Tell me about Tableau

I learned about Tableau as part of Udacity's Data Analyst Nanodegree program. Tableau's considered the 'cream of the crop' of data visualization tools. It started with three guys from Stanford and is now a 3500-person company on a mission to help people see and understand data.

After 3 days of using the software here are some of my observations:

Pros:

  • One can quickly explore data with a drag-and-drop interface with almost no training.
  • Visualizations are elegant, interactive, and easy to build on.
  • Basic data transformations can be done easily (joins, unions, string-splits, etc. Basically anything there's a Google Sheets function for).

Cons:

  • When I got stuck trying to do something very specific, it wasn't easy to find the answer via Google. This is compared to when I was using ggplot2 (an R library) and could find most answers I needed in under 10 seconds of Googling.
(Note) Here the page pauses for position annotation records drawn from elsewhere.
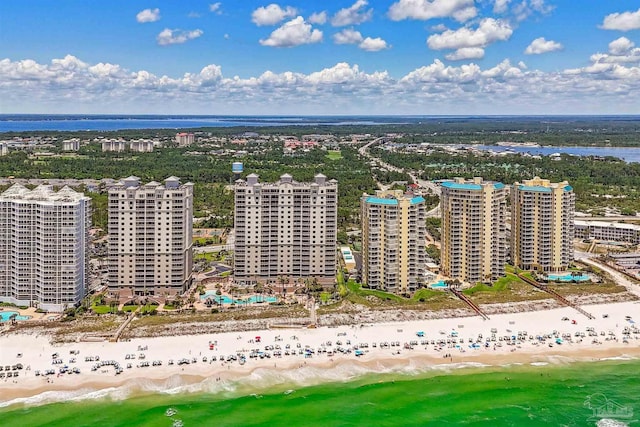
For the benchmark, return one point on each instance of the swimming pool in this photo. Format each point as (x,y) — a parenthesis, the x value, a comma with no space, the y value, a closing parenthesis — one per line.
(224,299)
(568,278)
(440,284)
(5,316)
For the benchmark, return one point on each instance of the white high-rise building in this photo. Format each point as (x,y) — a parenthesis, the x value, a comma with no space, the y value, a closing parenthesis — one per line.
(44,242)
(393,241)
(115,145)
(542,226)
(71,144)
(285,229)
(150,237)
(474,244)
(184,138)
(141,145)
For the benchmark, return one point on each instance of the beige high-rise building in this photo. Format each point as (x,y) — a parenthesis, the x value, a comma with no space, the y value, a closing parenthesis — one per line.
(393,241)
(150,237)
(44,247)
(285,229)
(542,225)
(115,145)
(184,138)
(474,245)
That being said, there's extensive video documentation in the Tableau knowledge base, so maybe most answers are already there.
  • Tableau's not free. Depending on the organization's needs, the total cost of ownership can add up. However, the benefits might far outweigh the cost if using Tableau enables you to glean insights that might otherwise have taken longer.
  • It was a bit harder to keep track of my exploration as I went along compared to using an R-markdown document or a Jupyter notebook. This also means it might be harder for someone else to reproduce my work or walk through my thinking.
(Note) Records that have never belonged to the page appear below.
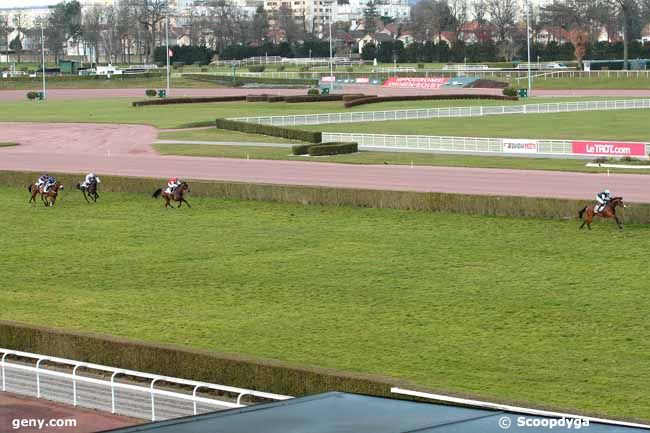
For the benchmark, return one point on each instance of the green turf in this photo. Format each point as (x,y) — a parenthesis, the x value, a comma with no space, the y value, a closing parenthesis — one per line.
(119,110)
(627,125)
(519,309)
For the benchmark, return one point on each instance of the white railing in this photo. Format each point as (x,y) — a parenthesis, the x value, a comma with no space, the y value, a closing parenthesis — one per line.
(99,389)
(513,409)
(445,144)
(432,113)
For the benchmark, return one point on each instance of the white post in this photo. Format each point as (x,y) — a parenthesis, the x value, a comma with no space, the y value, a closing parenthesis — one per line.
(43,53)
(167,47)
(530,85)
(331,60)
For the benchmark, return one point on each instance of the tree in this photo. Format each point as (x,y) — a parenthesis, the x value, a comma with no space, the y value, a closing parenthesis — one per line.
(370,16)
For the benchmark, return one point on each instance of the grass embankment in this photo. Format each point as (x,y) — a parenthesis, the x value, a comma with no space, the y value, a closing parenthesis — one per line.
(502,307)
(119,110)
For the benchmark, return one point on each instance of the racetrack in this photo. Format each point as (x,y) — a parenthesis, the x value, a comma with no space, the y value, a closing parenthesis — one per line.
(125,150)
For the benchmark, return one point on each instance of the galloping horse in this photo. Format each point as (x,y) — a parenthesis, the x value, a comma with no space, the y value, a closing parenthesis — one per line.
(91,189)
(48,197)
(178,195)
(609,211)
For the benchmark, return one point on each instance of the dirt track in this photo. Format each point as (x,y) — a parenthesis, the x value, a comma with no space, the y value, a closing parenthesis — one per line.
(124,150)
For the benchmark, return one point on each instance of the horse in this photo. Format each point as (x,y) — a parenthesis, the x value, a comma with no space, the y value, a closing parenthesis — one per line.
(48,198)
(609,211)
(91,189)
(178,195)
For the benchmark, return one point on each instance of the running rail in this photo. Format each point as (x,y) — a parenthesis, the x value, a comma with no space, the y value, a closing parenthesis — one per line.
(516,409)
Show me what Tableau can do

A month ago I set about exploring peer-to-peer loan data from a company named Prosper using R and the ggplot2 library. I used the same dataset to play around in Tableau because I was already familiar with the variables and could quickly get to gleaning insights.

R + ggplot2: a baseline

Here's my favorite plot from my exploration in R:

The code for that looks like this:

ggplot(subset(loanData, ListingYear > 2005),
       aes(x= CreditScoreAverage,
           y=BorrowerRate/10)) + 
  geom_jitter(alpha=0.1, aes(color = LoanOriginalAmount)) + 
  scale_colour_gradientn(colours=rainbow(4),
                         name = 'Loan Amount ($)') +
  geom_smooth() + 
  coord_cartesian(xlim=c(500,850)) + 
  facet_wrap(~ListingYear) + 
  ggtitle("Borrower Rate by Credit Score, 
          showing loan amount, faceted by year") + 
  labs(x= "Average Credit Score", y= "Borrower Interest Rate") + 
  scale_y_continuous(labels = scales::percent) + 
  guides(fill=guide_legend(title="Loan Amount"))

Tableau: first attempt

With 3 hours of Tableau experience, I was able to create the following visualization, similar to the above, in 15 seconds of drag-and-dropping:

My favorite Tableau feature is showcasing data in interactive "stories". The purpose is that any reader can interact with the data and go deeper into the data without the creator needing to be present. My first shot at a Tableau story took me about an hour to make and includes 13 "sheets" of data inside 3 "dashboards". I hosted it on Tableau Public and you can interact with it here. Be warned, it's pretty ugly.

Tableau: second attempt

Afterward, I decided to polish up the story and focus on features highly correlated with lower borrower interest rates.

This attempt is far more visually appealing than the first. You can interact with the second story on Tableau Public, here.

Tableau's full potential

I've only been using Tableau a short time and haven't used it to the full extent of its abilities. Here's an example of what one could expect to create with a few more days of practice using Tableau:

You can interact with that story on ourworldindata.org. Try clicking a country you want to learn more about and clicking the 'play' button. Scroll through the publication for more visualizations sans interactivity.

Conclusion

Data visualization is an important part of understanding your data and gleaning insights from it. There are many ways to visualize data, including using software like Tableau. No matter what you use, remember that data by itself is far less valuable than the actionable insights that you pull out of it and visualizing data is an easy way to pull out actionable insights.